This new collaboration from Soho Theatre and Newcastle’s Live Theatre brings together scenes on the subject of utopia, penned by a motley crew of playwrights, such as Simon Stephens and Janice Okoh, and contributors from other fields, from comedian Dylan Moran and Labour MP Chi Onwurah to, um, Hitler.
Directed by Steve Marmion and Max Roberts, these ‘visions of a perfect world’ are cobbled together into a whole, performed by six actors as ‘wise fools’ in clown makeup, who examine and eventually discard the blueprint of each flawed utopian ideal, while chucking in a bit of faux-reluctant singing and lacklustre dancing.

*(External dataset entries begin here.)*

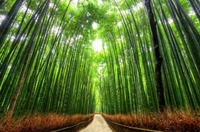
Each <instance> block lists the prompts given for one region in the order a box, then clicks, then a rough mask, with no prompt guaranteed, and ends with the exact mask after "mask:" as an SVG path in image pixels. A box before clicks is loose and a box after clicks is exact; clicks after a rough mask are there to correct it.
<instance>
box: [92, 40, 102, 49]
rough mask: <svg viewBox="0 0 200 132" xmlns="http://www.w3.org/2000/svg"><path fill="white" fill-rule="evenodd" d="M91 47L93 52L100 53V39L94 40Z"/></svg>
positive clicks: (101, 43)
mask: <svg viewBox="0 0 200 132" xmlns="http://www.w3.org/2000/svg"><path fill="white" fill-rule="evenodd" d="M92 47H93V49H94V51H95V52H100V51H101V50H102V41H101V40H100V39H96V40H94V41H93V42H92Z"/></svg>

The piece is supposed to question what utopia is and what brings out the best in people – whether it’s being kidnapped by aliens, an 80-year-old woman having a breakdown in a Zumba class or simply the sensory joy of biting into a fat, ripe, juicy peach. The idea is a good one: a series of inspiring and heartwarming visions, a shot of kindness and humanity – an antidote to the decidedly dreary world we’re living in. And with topical lyrics by Marmion – set to jaunty music by Arthur Darvill – about the Leveson enquiry, big society and Northern Rock, it’s clear the play is designed as a reaction against our own bleak time of austerity.
But, although individually, the scenes are often funny and touching, the piece appears hastily constructed and lacks cohesion. It has its bright moments – like Alistair McDowall’s witty reimagining of the Kony 2012 phenomenon – but, overall, it could do with being shorter, certainly snappier, as the sketches tend to drag on and, as they’re cut into short scenes and interspersed with others, it becomes a rather repetitive ordeal.
Utopia runs until 14 July at Soho Theatre, 21 Dean Street, London W1D 3NE. Tickets £12.50-£20.